平野は派手なヘッドスライディングなどガッツプレーで、早くも虎ファンを魅了。一方、浜中も満塁弾など通算12打点(チーム2位)でアピールするものの、わずかに及ばずか。
20日、東京ドームでの主催ゲーム(本社のお客さま感謝デー)を観戦した宮内オーナーからは「昨年よりは、ましでしょう」と大叱責はなかったものの、OBらは苦言を呈する。

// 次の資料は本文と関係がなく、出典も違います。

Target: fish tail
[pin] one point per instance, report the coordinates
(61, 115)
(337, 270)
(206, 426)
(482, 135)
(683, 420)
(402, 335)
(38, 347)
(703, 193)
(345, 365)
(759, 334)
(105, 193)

「ローズら助っ人はあくまで一時的なもの。数年後、彼らがチームに残っているかは疑問だ。自前の選手を育てていかなくてはならないのに、チームの核になりそうな平野を“ケガが多い”などの理由付けであっさり放出。選手の使い方や育て方がお粗末過ぎる」
手厳しい指摘に球団サイドは、「トレードで獲得した選手はいずれ戦力になると思っている。短いスパンで失敗か成功かを決めつけないでほしい」と反論するが、選手の間には「優勝可能なチームでやりたい。出ていった同僚の活躍を見ると、オレも、という気持ちが…」と放出歓迎の機運さえ芽生えている。コリンズ監督が旗印とする「One Heart Beat」(鼓動をひとつに)にはほど遠い、内憂外患の状態が続く。(夕刊フジ編集委員・高塚広司)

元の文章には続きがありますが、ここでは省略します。